В Кьёге есть большая площадь, и во время ярмарки на ней выстраивались целые улицы из палаток, в которых торговали лентами, сапогами и разною разностью. Во время ярмарки всегда бывала давка и суматоха и почти всегда шёл дождик; во влажном воздухе так и пахло крестьянскими кафтанами и — что куда приятнее — медовыми коврижками. Целая лавка битком бывала набита коврижками! Славно! А что ещё лучше — хозяин лавочки останавливался у родителей Кнуда, и мальчику, конечно, перепадало всякий раз по коврижке, которую он сейчас же делил с Иоганной. Важнее же всего было то, что продавец коврижек умел рассказывать чудесные истории почти обо всякой вещи, даже о своих коврижках. Однажды вечером он и рассказал детям историю, которая произвела на них такое сильное впечатление, что они не могли забыть её никогда. Не мешает, пожалуй, и нам послушать её, тем более, что она очень коротка.
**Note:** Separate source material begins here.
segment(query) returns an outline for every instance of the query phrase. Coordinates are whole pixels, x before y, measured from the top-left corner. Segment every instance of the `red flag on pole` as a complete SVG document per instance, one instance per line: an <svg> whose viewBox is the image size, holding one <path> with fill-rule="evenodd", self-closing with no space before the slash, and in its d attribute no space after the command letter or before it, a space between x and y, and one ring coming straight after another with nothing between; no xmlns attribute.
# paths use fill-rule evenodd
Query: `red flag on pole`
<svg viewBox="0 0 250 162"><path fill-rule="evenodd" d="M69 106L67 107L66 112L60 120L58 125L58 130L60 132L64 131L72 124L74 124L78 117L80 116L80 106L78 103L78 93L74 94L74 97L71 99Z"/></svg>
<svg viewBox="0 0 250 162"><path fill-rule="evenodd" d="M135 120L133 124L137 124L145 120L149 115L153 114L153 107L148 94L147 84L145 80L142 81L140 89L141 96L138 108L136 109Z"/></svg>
— На прилавке лежало две коврижки, — рассказывал торговец. — Одна изображала кавалера в шляпе, другая — девицу, без шляпы, но с полоской сусального золота на голове. Лицо у них было только на одной стороне, которою они лежали кверху. С этой-то лицевой стороны на них и надо было смотреть, а отнюдь не с оборотной, и так следует смотреть и на всех людей вообще. У кавалера в левом боку торчала горькая миндалинка, — это было его сердце, девица же была чистою медовою коврижкой. Лежали они на прилавке, как образцы, лежали долго, ну, и полюбили друг друга, но ни тот, ни другая ни гу-гу об этом, а так нельзя, если хочешь, чтобы любовь привела к чему-нибудь!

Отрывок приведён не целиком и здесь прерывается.